Bien sûr, on connait l'histoire de base: un "idiot" qui revient d'une cure en Suisse pour cause d'épilepsie regagne la société russe de St Petersbourg, où il se noue d'amitié avec des personnages complexes, comme leurs noms russes (Gabriel Ardalionytch, Yvan Fedorovitch Yepantchine, et j'en passe et des meilleurs)! Comme il est un peu naïf, on le prend soit pour un dangereux imposteur qui cache son jeu sous ses airs niais, soit comme un imbécile dont on se moque ardemment! Mais très vite, le procédé littéraire est utilisé pour que les personnages se prennent en pleine figure et avec toute sincérité leurs travers les plus odieux.


Derrière cette histoire s'en cache une autre, qui fait balancer notre héro idiot entre deux femmes: Nastasie Philipovna et Aglae Yepantchine. La première est une femme présentée comme une courtisane de peu de vertu, et qui balance entre tous les hommes de cette société russe que forment les personnages du livre. La seconde est la dernière des trois filles d'un général qui a des idéaux nobles et romantiques de vie, et espère faire un beau mariage loin de tous les noms de prétendants que lui soufflent ses parents.


Et il y a derrière tout ça une trame sans queue ni tête, des tas de digressions, d'excès, de scènes d'ivresse, de scènes de suicide ou de meurtre ratés dont tout le monde rit, de scènes de jeux dangereux en société où chacun révèle ses pires affaires et ses plus gros mensonges, etc.


C'est étrange comme ce grand style, cette finesse psychologique, ce théâtre détonnant, peut se retrouver comme noyé dans une masse de textes qui parle tout autant de nihilisme, du christ (d'ailleurs certain voit en le personnage de l'idiot une vision de Jésus), du destin, etc.


Et en plus, Dostoievsky nous confie sa vision de la littérature, de ses personnages, de son écriture, comme par exemple au début de la partie IV:


"Il y a des gens qu'il est malaisé de définir d'un seul trait, qui les aurait peints sous leur aspect particulier et caractéristique. Ce sont eux qu'on a l'habitude d'appeler 'des gens ordinaires', 'la majorité' et qui constituent effectivement l'immense majorité de la société. Les auteurs des romans et des nouvelles s'efforcent la plupart du temps de peindre des 'types'. Ces personnages ne se rencontrent presque jamais à l'état pure, bien qu'ils soient plus réels que la réalité même."

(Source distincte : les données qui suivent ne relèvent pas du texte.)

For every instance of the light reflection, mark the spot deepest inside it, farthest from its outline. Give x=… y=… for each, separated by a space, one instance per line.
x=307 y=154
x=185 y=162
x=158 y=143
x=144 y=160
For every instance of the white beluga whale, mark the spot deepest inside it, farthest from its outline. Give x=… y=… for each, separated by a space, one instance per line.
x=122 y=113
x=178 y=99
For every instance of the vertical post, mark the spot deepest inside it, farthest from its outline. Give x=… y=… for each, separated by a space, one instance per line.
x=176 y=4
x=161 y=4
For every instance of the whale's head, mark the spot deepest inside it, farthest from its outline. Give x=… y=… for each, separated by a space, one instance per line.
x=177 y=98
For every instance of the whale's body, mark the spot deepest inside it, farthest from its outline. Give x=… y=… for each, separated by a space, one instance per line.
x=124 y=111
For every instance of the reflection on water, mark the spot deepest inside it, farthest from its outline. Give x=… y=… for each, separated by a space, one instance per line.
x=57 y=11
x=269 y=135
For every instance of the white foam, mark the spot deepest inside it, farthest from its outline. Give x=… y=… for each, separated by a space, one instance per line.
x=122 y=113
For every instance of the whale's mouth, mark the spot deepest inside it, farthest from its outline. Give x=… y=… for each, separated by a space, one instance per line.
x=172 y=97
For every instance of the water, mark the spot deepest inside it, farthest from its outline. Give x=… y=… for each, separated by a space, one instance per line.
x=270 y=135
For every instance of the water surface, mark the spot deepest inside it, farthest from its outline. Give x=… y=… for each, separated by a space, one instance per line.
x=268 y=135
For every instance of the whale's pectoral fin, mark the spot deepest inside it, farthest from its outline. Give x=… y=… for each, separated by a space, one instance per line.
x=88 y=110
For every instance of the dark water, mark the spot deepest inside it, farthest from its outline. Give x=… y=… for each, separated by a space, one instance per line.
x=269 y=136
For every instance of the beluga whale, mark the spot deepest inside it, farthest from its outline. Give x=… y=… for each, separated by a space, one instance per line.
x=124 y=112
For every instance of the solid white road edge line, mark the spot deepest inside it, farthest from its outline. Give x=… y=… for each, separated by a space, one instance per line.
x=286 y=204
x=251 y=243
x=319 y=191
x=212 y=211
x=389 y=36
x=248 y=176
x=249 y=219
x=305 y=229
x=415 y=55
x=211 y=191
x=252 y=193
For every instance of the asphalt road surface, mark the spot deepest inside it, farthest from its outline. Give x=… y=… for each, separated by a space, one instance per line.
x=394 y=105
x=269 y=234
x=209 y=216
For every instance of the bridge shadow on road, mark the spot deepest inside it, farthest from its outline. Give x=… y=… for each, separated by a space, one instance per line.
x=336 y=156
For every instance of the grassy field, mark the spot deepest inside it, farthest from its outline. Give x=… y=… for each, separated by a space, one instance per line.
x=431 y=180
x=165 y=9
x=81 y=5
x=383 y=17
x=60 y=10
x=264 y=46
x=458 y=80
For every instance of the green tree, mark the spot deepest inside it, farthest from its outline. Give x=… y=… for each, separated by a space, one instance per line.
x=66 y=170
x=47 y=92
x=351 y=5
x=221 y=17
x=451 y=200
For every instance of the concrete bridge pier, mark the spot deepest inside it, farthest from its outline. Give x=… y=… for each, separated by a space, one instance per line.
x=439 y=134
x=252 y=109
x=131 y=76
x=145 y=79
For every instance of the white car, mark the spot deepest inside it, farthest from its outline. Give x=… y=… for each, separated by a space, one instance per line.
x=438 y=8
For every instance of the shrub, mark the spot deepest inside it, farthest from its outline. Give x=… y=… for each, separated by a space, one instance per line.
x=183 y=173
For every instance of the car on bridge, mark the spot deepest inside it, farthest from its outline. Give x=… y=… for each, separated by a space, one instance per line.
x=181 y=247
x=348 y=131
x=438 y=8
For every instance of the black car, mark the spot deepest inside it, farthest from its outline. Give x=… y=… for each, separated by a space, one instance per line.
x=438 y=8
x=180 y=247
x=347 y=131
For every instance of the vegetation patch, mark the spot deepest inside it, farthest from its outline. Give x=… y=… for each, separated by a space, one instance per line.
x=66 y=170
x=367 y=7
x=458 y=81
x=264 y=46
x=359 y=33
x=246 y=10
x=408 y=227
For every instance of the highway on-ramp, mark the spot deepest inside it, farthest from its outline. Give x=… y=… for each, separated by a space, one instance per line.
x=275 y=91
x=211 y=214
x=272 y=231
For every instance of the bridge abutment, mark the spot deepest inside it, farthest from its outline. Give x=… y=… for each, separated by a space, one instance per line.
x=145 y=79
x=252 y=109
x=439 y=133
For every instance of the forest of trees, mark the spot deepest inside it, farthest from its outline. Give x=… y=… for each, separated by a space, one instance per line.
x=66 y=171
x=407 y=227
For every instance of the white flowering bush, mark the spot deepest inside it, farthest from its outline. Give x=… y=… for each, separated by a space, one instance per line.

Il y a dans ce roman le bouillonnement de l'âme russe, qu'on le retrouve aussi chez Boulgakov mais d'une toute autre façon bien sûr, encore plus surréaliste qu'ici.


Les dialogues de L'Idiot sont fous, emprunts de sarcasme, de beuverie, d'espièglerie, et de force.


"-L'étranger me tuait. Je me rappelle être sorti de cette obscurité un soir à Bâle à la frontière suisse, et c'est un cri d'âne au marché de la ville qui ma réveillé. L'âne me fit une impression extrême et je ne sais trop pourquoi, un plaisir immense; et alors tout est devenu clair dans ma tête.

-Un âne? C'est bizarre! fit la générale. Après tout, il n'y a rien de bizarre à cela, il se peut que l'un de nous s'éprenne tout d'un coup d'un âne, ajouta-t-elle."


Que dire après tout ça? Que comme dans tous les chefs d'œuvre, on en ressort la tête pleine de sensations qu'il faut digérer lentement. Essayer de raconter L'idiot, ce serait comme essayer de raconter La recherche de Proust. Je crois que dans l'un comme dans l'autre chacun peut y trouver des choses très différentes.


J'ajouterai que ce n'est pas une lecture facile, avec une intrigue directrice qui porte le lecteur d'un bout à l'autre.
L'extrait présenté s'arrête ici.